La réalisatrice Lyne Charlebois poursuit Gilbert Rozon pour 1,7 million. Elle affirme que le magnat déchu de l’humour l’a violée en 1982.

Véronique Lauzon
Véronique Lauzon La Presse

Alors qu’elle commençait sa carrière comme photographe, Lyne Charlebois allègue que Gilbert Rozon lui a donné rendez-vous à son bureau pour discuter d’un potentiel contrat de photographie pour le festival La Grande Virée. M. Rozon n’était pas connu à l’époque.

Lors de la rencontre, Gilbert Rozon lui aurait dit qu’il avait « une grosse journée » et qu’il était préférable qu’ils se revoient en fin de journée. L’homme d’affaires se serait rendu chez Mme Charlebois vers l’heure du souper et aurait accepté une invitation à manger avec elle et son conjoint.

PHOTO ROBERT SKINNER, ARCHIVES LA PRESSE

Lyne Charlebois

Après le repas, M. Rozon et Mme Charlebois auraient décidé de sortir « prendre un verre et discuter d’affaires ». Avant de s’y rendre, le magnat déchu de l’humour aurait proposé qu’ils s’arrêtent chez lui quelques minutes. Elle aurait accepté, n’ayant « aucune raison de se méfier » de lui, avance la réalisatrice.

Dans la résidence, « soudainement et avec un regard de fou », il l’aurait tirée par la main vers la chambre à coucher. « Elle se souvient d’avoir eu peur, la plus grande peur de toute sa vie. Elle pensait que Rozon allait la tuer », peut-on lire dans la poursuite civile déposée jeudi au palais de justice de Montréal.

« Il la pénètre à froid, sans condom. Elle en ressent une douleur atroce », peut-on aussi lire.

Après qu’il a éjaculé, elle aurait profité de l’occasion pour sortir « en courant » de la résidence. Dès son retour chez elle, elle aurait raconté à son conjoint qu’elle venait de se faire agresser sexuellement.

Lyne Charlebois aurait dit ouvertement à ses proches qu’elle avait subi un viol, même si elle hésitait à porter plainte. « Au cours des années qui ont suivi, elle a appris que d’autres femmes avaient été victimes du défendeur, y compris une de ses amies », lit-on.

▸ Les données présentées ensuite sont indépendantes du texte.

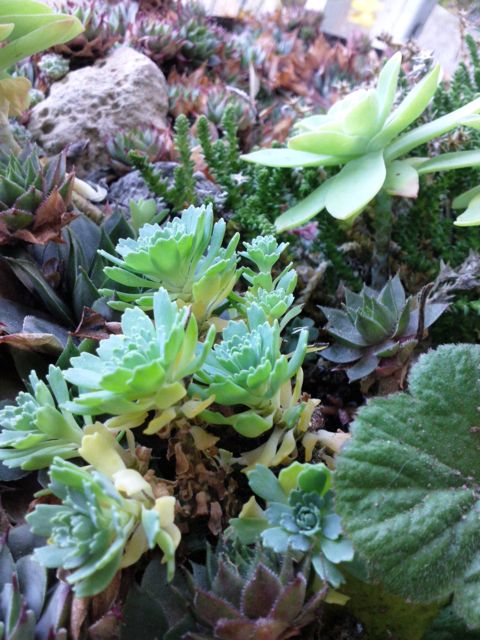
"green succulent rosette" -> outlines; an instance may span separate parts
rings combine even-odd
[[[240,276],[235,251],[239,235],[223,248],[225,229],[224,220],[214,223],[210,205],[189,207],[163,225],[144,225],[137,239],[119,241],[120,258],[99,252],[114,264],[105,268],[105,274],[132,290],[109,289],[102,294],[116,296],[110,302],[114,309],[137,305],[150,310],[153,293],[164,288],[179,306],[190,305],[203,323],[225,303]]]
[[[145,433],[156,433],[177,415],[193,417],[204,407],[195,400],[181,404],[186,380],[205,361],[215,338],[210,327],[198,341],[198,325],[188,307],[179,309],[165,289],[153,295],[153,321],[139,308],[127,309],[122,334],[102,340],[97,354],[72,358],[65,378],[79,393],[64,407],[76,414],[118,416],[109,426],[135,427],[154,415]],[[208,403],[208,399],[207,399]]]
[[[428,158],[404,156],[463,124],[480,110],[480,98],[407,131],[428,106],[441,70],[436,65],[394,106],[401,62],[401,54],[396,53],[384,65],[376,88],[354,91],[326,114],[301,120],[287,149],[261,149],[242,156],[270,167],[341,167],[276,220],[279,231],[305,224],[322,209],[339,220],[352,220],[380,191],[415,198],[419,174],[444,170],[440,165],[429,166]],[[465,161],[451,155],[446,170]],[[469,166],[479,163],[480,152],[472,153]]]
[[[50,366],[47,383],[32,371],[31,391],[21,391],[14,405],[0,410],[0,461],[7,467],[44,469],[55,456],[79,455],[83,429],[61,408],[70,399],[62,371]]]
[[[317,575],[333,587],[343,581],[337,564],[353,559],[353,547],[344,536],[333,502],[332,474],[324,464],[292,463],[278,478],[257,465],[248,473],[254,493],[265,500],[261,509],[252,497],[239,518],[230,521],[243,544],[260,536],[276,553],[312,558]]]

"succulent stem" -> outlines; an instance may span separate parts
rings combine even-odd
[[[381,289],[389,276],[388,255],[392,237],[392,197],[385,191],[380,191],[375,207],[375,238],[372,266],[372,287]]]

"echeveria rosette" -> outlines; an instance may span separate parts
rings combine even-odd
[[[299,334],[295,351],[288,357],[281,352],[278,322],[270,324],[255,306],[247,313],[248,322],[227,325],[222,340],[195,373],[190,389],[200,398],[214,396],[218,405],[235,407],[232,415],[204,411],[201,415],[208,423],[231,425],[241,435],[255,438],[274,424],[292,428],[298,421],[302,405],[282,411],[282,387],[287,385],[291,391],[291,379],[305,357],[308,332]]]
[[[250,263],[242,272],[249,287],[243,296],[232,295],[243,315],[256,305],[268,322],[280,322],[281,331],[302,309],[300,305],[292,307],[297,286],[297,272],[292,265],[287,265],[275,278],[272,275],[274,265],[287,246],[285,242],[278,244],[273,236],[258,236],[251,243],[245,242],[245,251],[239,254]]]
[[[100,593],[119,569],[157,544],[172,575],[180,539],[173,524],[174,498],[164,496],[147,508],[121,495],[103,474],[60,458],[54,460],[50,478],[49,489],[62,502],[37,505],[27,516],[32,531],[48,538],[35,557],[46,567],[68,571],[66,581],[77,597]]]
[[[0,461],[7,467],[44,469],[55,456],[79,456],[82,427],[70,412],[59,408],[70,400],[62,371],[50,366],[47,382],[32,371],[31,391],[21,391],[16,404],[0,410]]]
[[[288,149],[262,149],[243,156],[248,162],[272,167],[342,167],[277,219],[279,231],[305,224],[324,208],[339,220],[351,220],[381,190],[390,195],[416,197],[416,167],[425,158],[400,158],[480,110],[477,98],[404,133],[434,95],[440,67],[435,66],[392,111],[401,60],[397,53],[387,61],[375,89],[355,91],[336,102],[326,114],[300,121]],[[480,156],[475,164],[479,161]]]
[[[262,544],[276,553],[310,555],[318,576],[338,587],[343,576],[335,565],[352,560],[353,547],[334,510],[329,469],[294,462],[277,478],[267,467],[257,465],[248,473],[248,482],[266,508],[251,498],[240,517],[230,521],[240,542],[251,544],[260,536]]]
[[[407,389],[360,408],[336,459],[336,507],[373,579],[413,602],[451,601],[480,629],[480,346],[420,356]]]
[[[109,426],[136,427],[154,411],[145,433],[156,433],[177,415],[193,417],[205,403],[181,404],[186,381],[200,369],[211,349],[215,329],[203,343],[188,307],[179,309],[165,289],[153,295],[153,321],[139,308],[122,315],[121,335],[102,340],[97,354],[72,358],[65,378],[79,389],[65,407],[78,414],[110,414]],[[208,404],[208,399],[207,399]]]
[[[211,205],[189,207],[163,225],[144,225],[137,239],[119,241],[116,251],[121,258],[99,252],[115,265],[106,267],[105,274],[133,291],[102,294],[116,295],[118,300],[110,303],[115,309],[135,304],[149,310],[153,292],[162,287],[179,306],[190,305],[203,323],[224,304],[240,275],[239,235],[222,248],[225,229],[224,220],[214,224]]]
[[[428,329],[448,305],[425,303],[423,328]],[[350,381],[373,373],[388,362],[392,371],[401,367],[418,343],[418,297],[405,295],[398,275],[381,291],[363,287],[360,293],[345,289],[343,309],[321,307],[334,343],[322,357],[344,365]]]

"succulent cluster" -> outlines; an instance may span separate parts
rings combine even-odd
[[[179,412],[193,417],[203,403],[179,403],[187,395],[185,379],[199,369],[214,337],[213,327],[205,341],[198,341],[198,325],[188,307],[171,302],[168,292],[153,295],[154,321],[139,308],[122,316],[120,335],[103,340],[97,355],[82,353],[72,358],[66,380],[80,389],[78,397],[65,403],[73,413],[118,416],[118,426],[132,428],[147,421],[146,433],[167,426]],[[148,417],[154,411],[153,417]]]
[[[17,157],[0,155],[0,245],[59,241],[72,220],[73,174],[65,154],[43,160],[27,145]]]
[[[32,371],[31,392],[21,391],[16,405],[0,410],[0,461],[8,467],[44,469],[55,456],[78,456],[83,430],[60,408],[70,394],[58,367],[50,367],[47,383]]]
[[[185,640],[286,640],[316,619],[325,598],[321,589],[309,597],[308,561],[298,566],[288,553],[227,547],[209,554],[203,573],[191,580],[197,629]]]
[[[190,207],[162,226],[144,225],[137,239],[120,240],[116,251],[121,258],[100,252],[115,265],[105,269],[106,275],[132,293],[103,293],[115,293],[113,308],[135,304],[148,310],[153,292],[163,287],[179,306],[190,305],[202,324],[224,303],[239,277],[239,236],[223,248],[225,228],[224,220],[214,223],[211,206]]]
[[[105,0],[58,0],[59,7],[75,16],[84,26],[82,33],[58,44],[54,50],[72,60],[72,64],[93,62],[105,54],[135,21],[135,2],[112,4]]]
[[[365,378],[382,362],[385,372],[392,373],[407,362],[423,331],[447,306],[421,303],[419,296],[407,298],[398,275],[381,291],[366,285],[361,293],[346,289],[343,309],[322,307],[326,330],[334,338],[322,357],[345,365],[351,381]]]
[[[344,578],[335,566],[353,559],[353,547],[335,513],[332,473],[324,464],[294,462],[278,474],[263,465],[248,473],[252,491],[266,502],[261,509],[252,497],[240,516],[230,521],[243,544],[260,536],[276,553],[311,557],[321,580],[338,587]]]
[[[435,161],[430,164],[427,158],[400,160],[480,110],[480,100],[476,99],[428,125],[404,133],[432,99],[440,81],[440,66],[435,66],[393,108],[401,62],[400,53],[388,60],[376,89],[359,89],[336,102],[326,114],[298,122],[288,149],[262,149],[243,156],[249,162],[271,167],[343,167],[305,200],[283,213],[276,222],[278,230],[298,227],[324,208],[340,220],[353,219],[379,192],[415,198],[419,172],[451,169],[460,166],[456,162],[464,162],[451,159],[449,166],[442,167]],[[475,156],[470,165],[478,162],[479,157]]]
[[[37,505],[27,517],[32,531],[49,540],[35,557],[43,566],[71,572],[67,582],[78,597],[103,591],[120,568],[157,544],[173,575],[180,541],[174,498],[154,500],[141,476],[130,486],[140,483],[142,499],[126,497],[103,474],[60,458],[53,461],[50,479],[49,489],[61,504]]]

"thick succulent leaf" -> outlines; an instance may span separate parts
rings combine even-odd
[[[455,151],[442,153],[435,158],[427,160],[418,167],[418,173],[434,173],[435,171],[452,171],[465,167],[478,167],[480,165],[480,151]]]
[[[314,218],[317,213],[320,213],[325,208],[325,200],[331,180],[330,178],[322,182],[310,195],[287,209],[281,216],[278,216],[275,220],[275,227],[278,233],[301,227]]]
[[[472,102],[447,113],[447,115],[437,118],[432,122],[423,124],[403,134],[385,149],[385,160],[391,162],[400,156],[407,154],[412,149],[437,138],[438,136],[455,129],[466,116],[480,111],[480,98],[475,98]]]
[[[84,30],[80,20],[74,16],[49,14],[45,20],[45,17],[38,14],[35,18],[40,26],[0,50],[0,68],[6,69],[27,56],[44,51],[55,44],[68,42]]]
[[[468,191],[464,191],[457,196],[452,202],[452,207],[454,209],[465,209],[475,196],[480,196],[480,185],[478,187],[473,187]]]
[[[402,54],[398,51],[392,56],[380,71],[378,76],[377,94],[379,101],[379,123],[383,126],[393,105],[397,91],[398,75],[402,64]]]
[[[479,367],[478,345],[422,356],[409,393],[359,411],[338,458],[336,506],[347,533],[374,575],[412,601],[461,598],[478,571]],[[471,596],[478,602],[478,591]],[[478,607],[468,622],[480,627]]]
[[[281,590],[282,584],[275,573],[260,563],[243,589],[242,614],[254,620],[267,618]]]
[[[440,75],[441,68],[437,64],[398,105],[380,133],[372,139],[370,149],[384,147],[424,112],[437,89]]]
[[[360,213],[373,200],[385,182],[386,169],[381,151],[351,160],[328,180],[325,200],[327,211],[339,220]]]
[[[387,166],[383,188],[391,196],[416,198],[419,186],[418,173],[409,162],[394,160]]]
[[[320,155],[295,149],[260,149],[240,157],[246,162],[262,164],[265,167],[321,167],[341,164],[336,156]]]

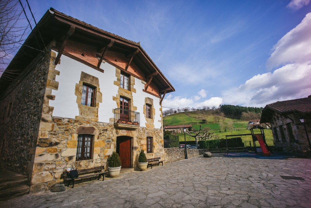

Lorsqu’en 1998 elle a entendu parler des accusations portées contre Gilbert Rozon par une jeune croupière du Manoir Rouville-Campbell, Mme Charlebois et son amie auraient contacté la police pour porter plainte. Les policiers lui auraient dit que « son cas [était] trop vieux ».

Quant à Gilbert Rozon, il a indiqué par écrit qu’il ne ferait aucun commentaire sur les poursuites judiciaires pour l’instant. « J’ai donné le mandat à mes avocats de prendre les mesures qu’ils jugeront appropriées afin d’assurer ma défense », a-t-il ajouté.

Les Courageuses

Lyne Charlebois fait partie du collectif Les Courageuses, qui a déposé en novembre 2017 une demande pour obtenir l’autorisation d’exercer une action collective visant à représenter toutes les personnes qui auraient été agressées ou harcelées sexuellement par M. Rozon. Cette demande a été rejetée par la Cour suprême du Canada le 16 novembre 2020.

Le Service de police de la Ville de Montréal (SPVM) a aussi analysé plusieurs plaintes contre Gilbert Rozon, dont une de Mme Charlebois. Le Directeur des poursuites criminelles et pénales (DPCP) n’en a finalement retenu qu’une seule, soit celle de viol et attentat à la pudeur à l’endroit d’Annick Charette.

Dans cette affaire, M. Rozon a été acquitté le 15 décembre 2020.

La comédienne Patricia Tulasne a aussi déposé une poursuite civile contre Gilbert Rozon, en avril 2021, pour 1,6 million. Mme Charlebois et Mme Tulasne sont représentées par le même cabinet d’avocats, Trudel Johnston & Lespérance.